Elwood sells the stolen weapons to a Turkish gangster, accepting a large amount of raw opium as payment. However, to save Knoll from being killed by Saad in a fight, Elwood is forced to make Saad a business partner in cooking the opium. In order to retrieve the weapons from the missile base and collect the drugs, Elwood sells out Berman so a competing infantry regiment can easily capture their positions during a mobilization/defense operations exercise. Later, Berman reluctantly tells Elwood he has been relieved from Brigade Command but this has given him time to reflect — he will retire from the Army and buy a vineyard in California.

On 9 November, the night the Berlin Wall comes down, Elwood sneaks to the base swimming pool to meet Robyn while the opium is being cooked by his squad and the MPs. Knoll and Lee arrive. Elwood then discovers Knoll is actually an undercover 2nd Lieutenant from the Inspector General's Office and Criminal Investigation Division. While Knoll escorts Robyn away, she tells him her father intends to kill Elwood, something Knoll – as a professional officer – cannot allow. Meanwhile, Saad, intoxicated by the overwhelming opium fumes, provokes a shootout with Special Forces commandos sent to arrest everyone in the drug lab. Upstairs, just as Knoll prevents Lee at gunpoint from pushing Elwood out of a top-floor window, the building explodes from escaping butane and industrial solvent. Elwood and Lee are blown out of the building's top floor by the massive impact. Elwood strangles Lee with his handcuffs and lands on top of him, surviving the fall.

In the aftermath, the Army's top commanders posthumously award Lee a Silver Star and also decorate Elwood, who is transferred to a new assignment in Hawaii. He tells his new commanding officer, who is just as dull-witted as Colonel Berman, that Robyn remains his girlfriend and she will be visiting soon. The film ends with Elwood submitting a requisition order for more supplies.

==Production==
Filming took place in Baden-Württemberg, Germany. Several former US Army bases that had recently been handed back to German control, like the depot at Siegelsbach, were used as locations. The US Army declined to support the film, so military vehicles had to be rented from commercial companies and private collectors, and though a US tank platoon, it is equipped with Leopard 1 tanks.

==Release==
The world premiere was held at the 2001 Toronto International Film Festival in early September. However, being a satire of the US military, the film's wider theatrical run was delayed by approximately two years because of the September 11 attacks. Angry viewers objected to alleged "anti-American" sentiments of the film, deeming it "unpatriotic". At a press conference a woman threw a water bottle at Anna Paquin.

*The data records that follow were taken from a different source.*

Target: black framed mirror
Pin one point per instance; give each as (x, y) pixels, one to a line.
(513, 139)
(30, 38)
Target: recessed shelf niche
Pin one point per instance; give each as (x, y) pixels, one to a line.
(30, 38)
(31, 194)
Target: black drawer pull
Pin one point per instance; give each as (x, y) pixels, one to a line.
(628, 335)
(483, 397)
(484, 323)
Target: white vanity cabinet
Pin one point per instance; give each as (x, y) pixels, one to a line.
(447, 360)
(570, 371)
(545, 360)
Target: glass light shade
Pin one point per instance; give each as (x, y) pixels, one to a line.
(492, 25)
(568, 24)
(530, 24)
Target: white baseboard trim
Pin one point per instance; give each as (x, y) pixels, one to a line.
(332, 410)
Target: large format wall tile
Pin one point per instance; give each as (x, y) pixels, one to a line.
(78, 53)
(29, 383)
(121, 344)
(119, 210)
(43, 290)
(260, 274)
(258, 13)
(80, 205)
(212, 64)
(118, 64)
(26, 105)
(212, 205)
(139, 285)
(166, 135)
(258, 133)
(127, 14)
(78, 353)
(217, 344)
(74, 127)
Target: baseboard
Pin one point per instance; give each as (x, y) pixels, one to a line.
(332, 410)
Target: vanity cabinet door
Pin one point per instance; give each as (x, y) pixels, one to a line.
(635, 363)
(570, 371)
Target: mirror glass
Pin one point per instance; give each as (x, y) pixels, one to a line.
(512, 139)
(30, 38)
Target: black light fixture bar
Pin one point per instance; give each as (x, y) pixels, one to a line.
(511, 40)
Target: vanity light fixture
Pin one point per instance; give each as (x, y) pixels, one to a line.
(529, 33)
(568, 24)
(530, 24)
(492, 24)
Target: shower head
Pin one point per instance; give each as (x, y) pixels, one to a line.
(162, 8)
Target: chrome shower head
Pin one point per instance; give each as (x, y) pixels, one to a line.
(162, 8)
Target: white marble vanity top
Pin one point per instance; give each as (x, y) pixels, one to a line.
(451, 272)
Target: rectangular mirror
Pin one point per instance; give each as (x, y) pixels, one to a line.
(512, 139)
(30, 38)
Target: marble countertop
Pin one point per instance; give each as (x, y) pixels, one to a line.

By the time the film was eventually released in the US on July 25, 2003, much of the momentum of the film had dissolved, and the positive reviews of the film did not help its reception.

==Reception==
Buffalo Soldiers has a rating of 73% on Rotten Tomatoes based on 115 reviews with an average score of 6.55 out of 10. The consensus states: "Overall, this caustic comedy hits more of its targets than it misses." The film also has a score of 56 out of 100 on Metacritic based on 35 reviews, indicating "mixed or average" reviews.